Is Mitt’s Fox debacle his Roger Mudd moment?

His failure to prepare for an obvious question calls to mind the famous flub that helped derail Ted Kennedy VIDEO

Topics: War Room,

Is Mitt's Fox debacle his Roger Mudd moment?Ted Kennedy during his 1979 interview with Roger Mudd.

The fallout from Mitt Romney’s poorly received interview Tuesday with Fox News’ Bret Baier keeps coming, with Baier revealing Wednesday night that Romney complained after the taping that his questions had been “overly aggressive” and “uncalled for.” Now conservatives, who hardly seemed impressed with Romney’s performance in the interview to begin with, are openly mocking the GOP candidate for being thin-skinned.

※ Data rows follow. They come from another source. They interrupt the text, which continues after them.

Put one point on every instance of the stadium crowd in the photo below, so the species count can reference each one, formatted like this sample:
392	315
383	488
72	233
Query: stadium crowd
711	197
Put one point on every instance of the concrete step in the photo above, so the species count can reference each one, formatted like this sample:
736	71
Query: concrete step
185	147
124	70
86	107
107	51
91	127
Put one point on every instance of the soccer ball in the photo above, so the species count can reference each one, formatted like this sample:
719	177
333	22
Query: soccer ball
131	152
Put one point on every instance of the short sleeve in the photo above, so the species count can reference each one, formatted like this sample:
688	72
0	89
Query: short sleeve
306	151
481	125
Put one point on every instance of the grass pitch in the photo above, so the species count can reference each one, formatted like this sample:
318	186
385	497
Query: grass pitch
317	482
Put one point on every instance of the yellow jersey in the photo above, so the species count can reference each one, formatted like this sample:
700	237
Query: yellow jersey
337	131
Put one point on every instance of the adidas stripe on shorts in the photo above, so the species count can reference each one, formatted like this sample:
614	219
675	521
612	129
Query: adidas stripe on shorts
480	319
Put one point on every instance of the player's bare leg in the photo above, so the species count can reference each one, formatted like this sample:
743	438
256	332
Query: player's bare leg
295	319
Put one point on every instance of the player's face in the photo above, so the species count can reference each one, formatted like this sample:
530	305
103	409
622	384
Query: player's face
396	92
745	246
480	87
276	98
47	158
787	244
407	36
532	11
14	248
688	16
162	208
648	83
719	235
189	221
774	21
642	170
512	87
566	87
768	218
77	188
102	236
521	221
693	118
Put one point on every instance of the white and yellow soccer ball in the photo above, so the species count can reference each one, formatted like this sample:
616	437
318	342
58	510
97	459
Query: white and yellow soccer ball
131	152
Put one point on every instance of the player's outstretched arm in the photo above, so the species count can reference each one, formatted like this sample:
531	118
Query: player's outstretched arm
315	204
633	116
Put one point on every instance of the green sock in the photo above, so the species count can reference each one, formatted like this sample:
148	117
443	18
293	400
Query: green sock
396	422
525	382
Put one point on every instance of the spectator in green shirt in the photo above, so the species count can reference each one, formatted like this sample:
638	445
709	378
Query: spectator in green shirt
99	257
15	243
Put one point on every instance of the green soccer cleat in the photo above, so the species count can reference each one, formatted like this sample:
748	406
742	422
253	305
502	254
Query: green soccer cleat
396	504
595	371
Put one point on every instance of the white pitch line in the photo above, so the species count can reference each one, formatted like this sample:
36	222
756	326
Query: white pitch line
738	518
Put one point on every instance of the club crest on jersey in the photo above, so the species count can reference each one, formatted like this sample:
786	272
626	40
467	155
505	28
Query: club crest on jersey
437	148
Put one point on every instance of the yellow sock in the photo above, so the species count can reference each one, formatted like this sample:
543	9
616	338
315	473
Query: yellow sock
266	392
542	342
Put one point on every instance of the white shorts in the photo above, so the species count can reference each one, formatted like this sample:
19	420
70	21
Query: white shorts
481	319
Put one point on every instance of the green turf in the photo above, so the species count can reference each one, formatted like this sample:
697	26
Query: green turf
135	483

The interview was most notable for Romney’s petulance. Baier asked him a series of questions about his various flip-flops, noting that “your critics charge that you make decisions based on political expediency and not core conviction,” and Romney responded with evident annoyance, pretending that he’d only ever changed his position on abortion and telling Baier, “I don’t know how many hundred times I’ve said this, too. This is an unusual interview.”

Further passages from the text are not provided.